La spending review, uno degli inglesismi vuoti adottati dal nostro gergo politico

3 Lug 2013 16:18 - di Oreste Martino

Spending review è stata una delle formule più usate ed abusate dalla politica nell’ultimo anno, ma nonostante leggi ad hoc e un impegno severo del governo tecnico guidato da Mario Monti i dati sui conti pubblici italiani sembrano ancora bel lontani dall’essere posti sotto controllo. Forse perché i partiti sanno che per prendere voti serve allentare i cordoni della borsa e non stringerli, come ha fatto Monti pagandone il prezzo dell’impopolarità e del cattivo risultato elettorale. A un anno di distanza i numeri parlano chiaro e fanno registrare un’altra crescita delle uscite anziché l’auspicata compressione. Nel 2013 la spesa pubblica complessiva raggiungerà la cifra di 810 miliardi di euro, con un incremento di 10 miliardi rispetto al 2012. Va detto però che dinanzi a questi numeri il ministro dell’Economia Saccomanni ha fatto un po’ di chiarezza snocciolando dati da cui si evince che esiste una parte di spesa incomprimibile e una parte che invece si può aggredire.

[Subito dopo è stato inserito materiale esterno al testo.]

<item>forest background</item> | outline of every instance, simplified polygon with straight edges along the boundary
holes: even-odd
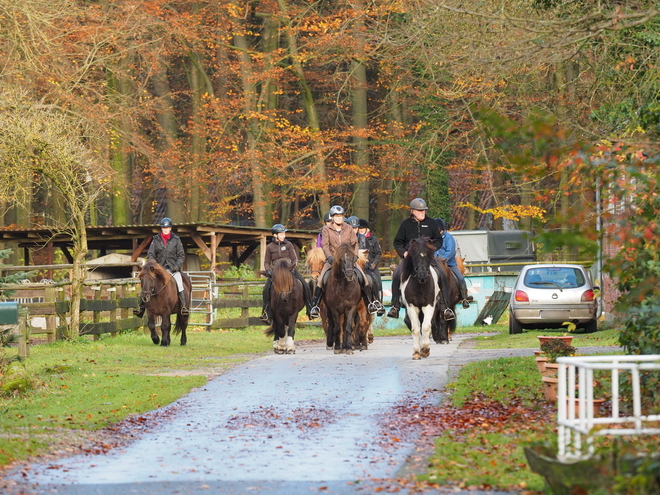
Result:
[[[534,143],[660,132],[652,0],[0,0],[0,54],[0,226],[593,226]]]

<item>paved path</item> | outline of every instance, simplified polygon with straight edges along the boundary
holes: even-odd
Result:
[[[378,417],[410,397],[437,404],[453,366],[533,351],[459,349],[468,337],[432,344],[422,361],[410,337],[377,338],[353,355],[314,344],[252,360],[165,408],[167,421],[125,448],[33,464],[11,476],[12,491],[369,493],[374,479],[405,469],[414,447],[384,450]]]

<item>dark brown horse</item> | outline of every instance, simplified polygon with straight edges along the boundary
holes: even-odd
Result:
[[[186,291],[188,300],[190,300],[191,283],[190,278],[181,272],[183,278],[183,287]],[[138,275],[142,289],[140,299],[144,302],[147,311],[147,327],[151,331],[151,340],[154,344],[161,346],[170,345],[170,328],[172,321],[170,315],[175,314],[176,325],[174,333],[181,333],[181,345],[186,345],[186,329],[188,328],[189,315],[181,314],[181,304],[179,303],[179,293],[176,287],[176,281],[171,273],[153,260],[147,263],[140,270]],[[162,339],[158,338],[156,333],[156,317],[161,317],[160,332]]]
[[[358,254],[357,264],[360,265],[363,270],[365,265],[367,264],[367,261],[368,260],[366,255],[364,255],[363,253]],[[305,263],[307,264],[307,267],[309,268],[309,271],[312,275],[312,280],[310,282],[310,285],[312,286],[312,292],[314,292],[313,284],[316,283],[318,276],[321,273],[321,269],[323,268],[323,264],[325,263],[325,254],[323,253],[323,249],[321,248],[312,249],[307,255]],[[371,282],[371,283],[375,283],[375,282]],[[335,330],[330,329],[328,326],[329,324],[328,310],[324,299],[321,299],[319,303],[319,309],[321,312],[321,324],[323,326],[323,331],[325,332],[326,348],[328,350],[331,350],[334,349]],[[355,317],[352,323],[353,331],[352,331],[351,343],[353,344],[354,349],[360,351],[367,350],[369,344],[371,344],[374,341],[374,330],[373,330],[374,320],[375,320],[375,316],[373,314],[370,314],[369,311],[367,311],[366,303],[364,302],[364,299],[362,299],[362,301],[357,305]],[[339,329],[339,332],[341,334],[341,329]],[[341,337],[340,337],[340,341],[341,341]]]
[[[456,312],[456,305],[461,301],[461,287],[456,278],[456,275],[447,266],[445,260],[438,260],[440,268],[440,290],[442,292],[436,307],[436,314],[433,318],[433,325],[431,326],[431,333],[433,340],[438,344],[449,344],[451,336],[456,330],[456,318],[446,320],[444,317],[445,309],[449,308],[454,313]]]
[[[294,336],[298,313],[305,306],[303,287],[300,280],[291,274],[289,262],[277,260],[273,265],[270,289],[270,307],[273,323],[265,334],[273,337],[273,350],[276,354],[295,354]]]
[[[323,300],[328,316],[328,344],[332,341],[335,354],[353,353],[352,336],[362,301],[355,262],[357,255],[348,244],[337,248],[330,275],[325,282]]]

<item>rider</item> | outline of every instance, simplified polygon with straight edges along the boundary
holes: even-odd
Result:
[[[447,262],[449,269],[456,275],[459,286],[461,287],[463,308],[469,309],[472,296],[467,295],[465,278],[463,277],[461,270],[458,268],[458,263],[456,263],[456,239],[454,239],[454,236],[447,231],[447,224],[442,218],[436,218],[435,223],[438,224],[440,236],[442,237],[442,247],[435,252],[435,257],[444,259]]]
[[[357,235],[353,231],[353,228],[344,222],[344,209],[339,205],[335,205],[330,208],[330,216],[332,217],[332,223],[324,226],[323,230],[321,230],[321,237],[323,238],[323,253],[325,254],[326,259],[318,278],[318,285],[314,291],[314,301],[312,302],[311,311],[312,318],[318,318],[321,314],[319,303],[323,296],[324,278],[334,261],[334,254],[337,248],[342,244],[349,244],[353,248],[355,254],[357,254],[358,250]],[[367,300],[368,310],[371,313],[375,313],[382,307],[382,304],[380,304],[379,301],[372,300],[369,294],[370,291],[365,290],[366,286],[368,286],[368,279],[365,277],[360,266],[356,265],[356,267],[358,271],[360,271],[362,279],[364,280],[362,293]]]
[[[156,234],[151,241],[148,260],[156,260],[165,270],[167,270],[176,281],[177,291],[179,292],[179,302],[181,303],[181,314],[190,314],[188,309],[188,298],[183,287],[181,278],[181,267],[186,259],[186,252],[183,249],[181,238],[172,233],[172,220],[165,217],[160,221],[160,234]],[[140,300],[139,309],[134,309],[133,314],[138,318],[144,315],[145,304]]]
[[[378,301],[383,303],[383,282],[380,278],[380,272],[378,271],[378,263],[383,256],[383,250],[380,248],[380,242],[378,242],[378,237],[373,235],[369,230],[369,221],[364,218],[359,219],[358,226],[358,248],[366,249],[367,251],[367,266],[366,271],[371,274],[377,286],[377,297]],[[385,308],[382,308],[378,311],[378,316],[383,316],[385,314]]]
[[[332,216],[330,215],[330,212],[326,213],[323,215],[323,225],[330,225],[332,223]],[[323,227],[321,227],[323,229]],[[323,247],[323,236],[321,235],[321,232],[319,232],[318,237],[316,238],[316,247]]]
[[[426,216],[426,210],[428,209],[426,201],[422,198],[415,198],[410,202],[410,216],[401,222],[394,237],[394,249],[400,258],[408,256],[408,244],[418,237],[428,237],[437,249],[442,246],[442,237],[440,237],[440,231],[435,220]],[[400,275],[401,263],[392,275],[392,307],[387,313],[390,318],[399,317],[399,309],[401,308]],[[452,319],[454,317],[454,312],[447,308],[445,318]]]
[[[264,301],[263,312],[259,317],[259,319],[261,321],[265,321],[266,323],[270,323],[273,321],[273,313],[270,307],[270,288],[273,285],[271,279],[271,275],[272,275],[271,267],[273,266],[273,263],[275,263],[275,261],[279,259],[286,259],[289,262],[291,274],[294,277],[296,277],[298,280],[300,280],[300,283],[303,286],[305,306],[307,308],[307,317],[312,319],[312,316],[310,316],[311,292],[309,290],[309,285],[302,277],[300,272],[296,269],[296,266],[298,265],[298,256],[296,255],[296,248],[293,247],[293,244],[291,244],[291,242],[285,239],[286,228],[281,223],[276,223],[275,225],[273,225],[270,231],[273,234],[273,240],[272,242],[268,243],[268,245],[266,246],[266,254],[264,257],[264,267],[266,268],[266,277],[268,277],[268,279],[264,284],[264,291],[262,296]]]

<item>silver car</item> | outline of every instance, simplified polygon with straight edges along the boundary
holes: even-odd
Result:
[[[526,265],[509,302],[509,333],[524,328],[561,328],[565,322],[597,330],[598,302],[589,273],[581,265]]]

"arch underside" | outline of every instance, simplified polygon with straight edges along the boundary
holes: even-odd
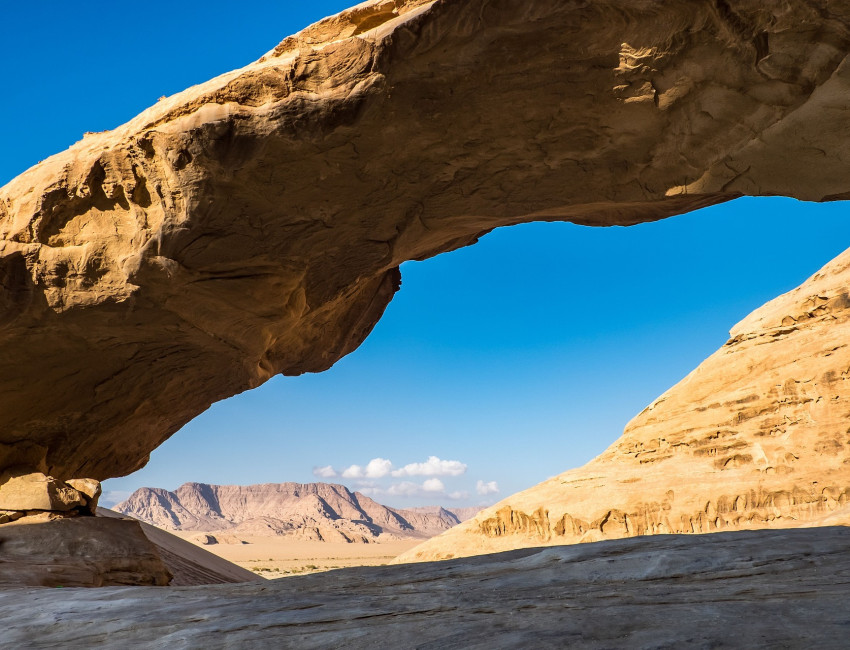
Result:
[[[0,189],[0,470],[132,472],[496,227],[850,196],[850,4],[521,4],[359,6]]]

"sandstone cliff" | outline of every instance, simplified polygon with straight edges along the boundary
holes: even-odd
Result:
[[[216,536],[222,539],[269,535],[363,543],[427,539],[461,521],[445,508],[387,508],[328,483],[186,483],[174,492],[141,488],[114,510],[165,530],[221,531],[225,535]],[[471,514],[468,508],[460,512]]]
[[[132,472],[499,226],[850,196],[848,25],[843,0],[370,0],[86,134],[0,188],[0,470]]]
[[[850,251],[729,341],[593,461],[397,561],[653,533],[850,525]]]

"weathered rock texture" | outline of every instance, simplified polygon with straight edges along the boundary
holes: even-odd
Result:
[[[362,543],[427,539],[461,522],[444,508],[388,508],[329,483],[186,483],[174,492],[141,488],[114,510],[166,530],[225,532],[223,538],[216,534],[217,539],[267,535]],[[461,515],[471,514],[468,510]]]
[[[42,513],[0,527],[0,590],[263,581],[163,530],[103,508],[98,514]]]
[[[21,521],[31,523],[0,528],[0,588],[163,586],[171,581],[171,572],[137,521]]]
[[[659,536],[263,584],[0,591],[14,648],[846,648],[850,529]]]
[[[593,461],[397,561],[653,533],[850,525],[850,251],[731,336]]]
[[[373,0],[0,189],[0,468],[104,479],[532,220],[850,196],[850,4]]]
[[[97,514],[100,517],[128,519],[106,508],[98,508]],[[155,526],[135,520],[131,523],[140,526],[148,541],[156,547],[162,563],[171,573],[171,581],[168,583],[171,587],[264,581],[257,574]]]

Partendo dal welfare si scopre che lo Stato italiano spende 320 miliardi all’anno per aiutare i cittadini o per ripagarli dei sacrifici fatti. Solo le pensioni costano 255 miliardi ogni anno, a cui si aggiunge l’assistenza sociale. Certamente anche in questa cifra si potrebbe intervenire, ma si tratterebbe di piccole limature con il rischio di generare conflitti sociali che a loro volta produrrebbero dei costi per essere gestiti. Ci sono poi 84 miliardi per pagare gli interessi del 2013 sul nostro enorme debito pubblico e per risparmiare su questa voce servirebbe un calo dello spread, una maggiore credibilità internazionale e quindi proprio una razionalizzazione delle uscite. A questi vanno aggiunti 163 miliardi per pagare gli stipendi della pubblica amministrazione.

Le aree dove invece si può intervenire, e il ministro Saccomanni lo ha confermato, sono i consumi intermedi, che fanno spendere allo Stato 128 miliardi annui per acquistare beni e servizi, e la spesa sanitaria che quest’anno giungerà a ben 111 miliardi. In queste due sacche secondo la Corte dei Conti si annida il massimo dello spreco, nonché logiche clientelari e corruzione e sono proprio queste due voci di spesa che devono essere colpite draconianamente – ma con molto giudizio nel settore della sanità – dalla spending review. Al ministero dell’Economia pur consapevoli di non poter tagliare molte voci hanno concluso il loro studio dicendo che c’è un plafond di 207 miliardi di euro di spesa dove si può e si deve tagliare, proveniente principalmente dalle due voci prima citate. In realtà, se ci fosse la volontà politica sarebbe molto più facile di quel che si pensa. Il governo da anni si è dotato di una centrale acquisti nazionale, la Consip, i cui risultati positivi sono sotto gli occhi di tutti. Ogni acquisto fatto da amministrazioni centrali o periferiche attraverso la Consip porta a un risparmio del 20% e basterebbe costringere legislativamente tutti i centri di spesa nazionali e locali a passare attraverso lo strumento centralizzato degli acquisti per tagliare di 40 miliardi all’anno la spesa pubblica complessiva, con un taglio totale del 5% e un risultato senza precedenti che ci metterebbe in condizioni migliori quando trattiamo con i nostri partner europei.

Per seguire questa strada servirebbero due cose semplici: una forte volontà politica e una norma di tre righe che obblighi a spendere meglio, centralizzi gli acquisti e i controlli. Sembra facile, ma una scelta del genere inevitabilmente si scontra con il piccolo cabotaggio del clientelismo e del finanziamento della politica locale, dove si preferiscono piccole gare per acquistare a prezzi alti da soggetti che finanziano i partiti a meccanismi che produrrebbero invece un serio taglio della spesa. È questo il vero nodo da sciogliere e finché la legge non obbligherà in maniera cogente tutti i centri di spesa italiani a comprare attraverso la Consip o alle medesime condizioni della Consip la spending review sarà soltanto uno degli inglesismi vuoti adottati dal nostro gergo politico.